Quais os dados mais recentes das pessoas com deficiência no mercado de trabalho?

Os dados que temos evidenciam a falta de importância dada pelo Governo às políticas em relação ao trabalho das pessoas com deficiência e seu emprego. Apesar de ter havido aumento no número absoluto de pessoas com deficiência empregadas, hoje o percentual em relação à população geral empregada permanece inferior a 2007 e 2008. Isso indica que o número de pessoas contratadas/vagas abertas cresceu em maior proporção do que o de contratação de pessoas com deficiência. No cumprimento da cota, esse percentual de pessoas com deficiência empregadas deveria sair do patamar atual de apenas um terço da cota obrigatória até chegar a 100% do quantitativo da cota. A única maneira de poder legalmente haver diminuído o número de pessoas com deficiência contratadas seria se as empresas demitissem funcionários a ponto de diminuir sua cota, o que não é o caso. Pelos dados da RAIS entre 2007 e 2013, tivemos anos com redução absoluta de pessoas com deficiência empregadas, mas essa queda é ilegal, já que uma pessoa com deficiência só pode ser demitida se outra for contratada em seu lugar.

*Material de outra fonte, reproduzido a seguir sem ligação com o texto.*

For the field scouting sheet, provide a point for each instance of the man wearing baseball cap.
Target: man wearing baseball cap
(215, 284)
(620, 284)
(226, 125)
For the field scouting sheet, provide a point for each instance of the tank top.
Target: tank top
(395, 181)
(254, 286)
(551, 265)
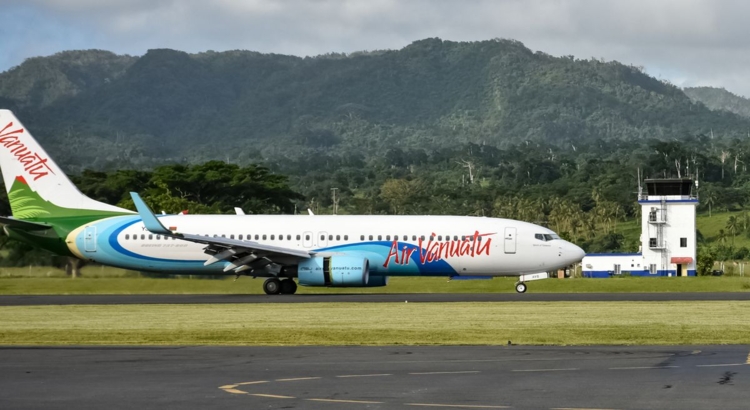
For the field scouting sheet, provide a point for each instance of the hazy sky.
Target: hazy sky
(689, 42)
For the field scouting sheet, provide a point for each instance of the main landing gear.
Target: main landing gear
(521, 285)
(274, 286)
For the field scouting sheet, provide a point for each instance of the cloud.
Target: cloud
(690, 42)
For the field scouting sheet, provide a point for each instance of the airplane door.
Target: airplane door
(322, 239)
(307, 241)
(89, 239)
(510, 240)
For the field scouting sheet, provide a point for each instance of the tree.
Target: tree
(705, 262)
(732, 225)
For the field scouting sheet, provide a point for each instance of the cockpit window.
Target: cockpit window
(546, 236)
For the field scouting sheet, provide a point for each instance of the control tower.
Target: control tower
(668, 235)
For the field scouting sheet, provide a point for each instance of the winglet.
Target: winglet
(149, 219)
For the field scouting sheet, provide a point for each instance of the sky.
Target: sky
(688, 42)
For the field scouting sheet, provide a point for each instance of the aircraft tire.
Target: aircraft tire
(272, 286)
(288, 287)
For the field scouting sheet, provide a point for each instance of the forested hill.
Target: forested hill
(102, 110)
(720, 99)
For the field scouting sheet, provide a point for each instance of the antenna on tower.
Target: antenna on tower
(640, 190)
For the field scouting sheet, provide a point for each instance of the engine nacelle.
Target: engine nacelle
(377, 281)
(337, 271)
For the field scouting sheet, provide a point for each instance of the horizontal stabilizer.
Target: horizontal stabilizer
(149, 219)
(23, 225)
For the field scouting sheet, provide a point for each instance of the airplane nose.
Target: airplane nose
(575, 252)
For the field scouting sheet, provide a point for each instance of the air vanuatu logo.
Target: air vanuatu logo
(32, 162)
(471, 246)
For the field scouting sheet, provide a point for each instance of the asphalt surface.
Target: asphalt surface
(516, 377)
(21, 300)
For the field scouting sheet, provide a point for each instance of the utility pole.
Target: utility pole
(335, 201)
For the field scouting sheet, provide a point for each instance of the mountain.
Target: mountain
(98, 109)
(720, 99)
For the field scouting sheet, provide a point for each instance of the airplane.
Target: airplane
(315, 250)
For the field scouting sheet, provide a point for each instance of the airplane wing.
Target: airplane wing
(23, 225)
(243, 255)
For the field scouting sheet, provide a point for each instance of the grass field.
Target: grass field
(128, 285)
(528, 323)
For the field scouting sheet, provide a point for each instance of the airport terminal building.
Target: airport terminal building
(668, 235)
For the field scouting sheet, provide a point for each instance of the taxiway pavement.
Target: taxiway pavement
(463, 377)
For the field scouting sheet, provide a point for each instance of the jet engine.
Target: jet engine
(336, 271)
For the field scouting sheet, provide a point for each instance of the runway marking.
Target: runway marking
(234, 391)
(364, 375)
(272, 396)
(545, 370)
(346, 401)
(459, 406)
(576, 408)
(296, 379)
(643, 367)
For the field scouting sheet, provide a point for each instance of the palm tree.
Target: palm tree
(709, 197)
(732, 226)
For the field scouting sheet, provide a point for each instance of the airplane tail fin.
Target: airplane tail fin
(37, 188)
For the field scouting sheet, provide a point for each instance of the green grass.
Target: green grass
(528, 323)
(128, 285)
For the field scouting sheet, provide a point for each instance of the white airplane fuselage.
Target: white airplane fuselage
(393, 245)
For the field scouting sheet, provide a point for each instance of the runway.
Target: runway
(27, 300)
(468, 377)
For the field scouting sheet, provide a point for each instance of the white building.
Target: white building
(668, 235)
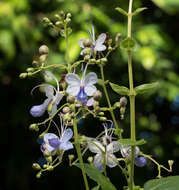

O panorama de 2014-2016 é também de resultados bem ruins na contratação de pessoas com deficiência, já que com o país em crise, as empresas tendem a cortar mão de obra e, em geral, os primeiros a serem demitidos são as pessoas com deficiência. Por outro lado, o mercado informal de trabalho absorve um grande número de pessoas com deficiências que não consegue emprego, e dessa forma tem algum recurso para seu sustento, seja como camelô, seja como biscateiro, seja como for.

Qual a sua principal diretriz para seguir nesta jornada?

A minha principal diretriz é acreditar que por pior que seja o momento que o Brasil está passando, eu não posso deixar de continuar o compromisso que assumi com as pessoas com deficiência e com meu país, de lutar para que ele seja um país digno, um país que constrói cidadania, que respeita seus cidadãos, e continuar lutando e acreditando que as pessoas com deficiência têm o direito de ser felizes, como qualquer cidadão brasileiro.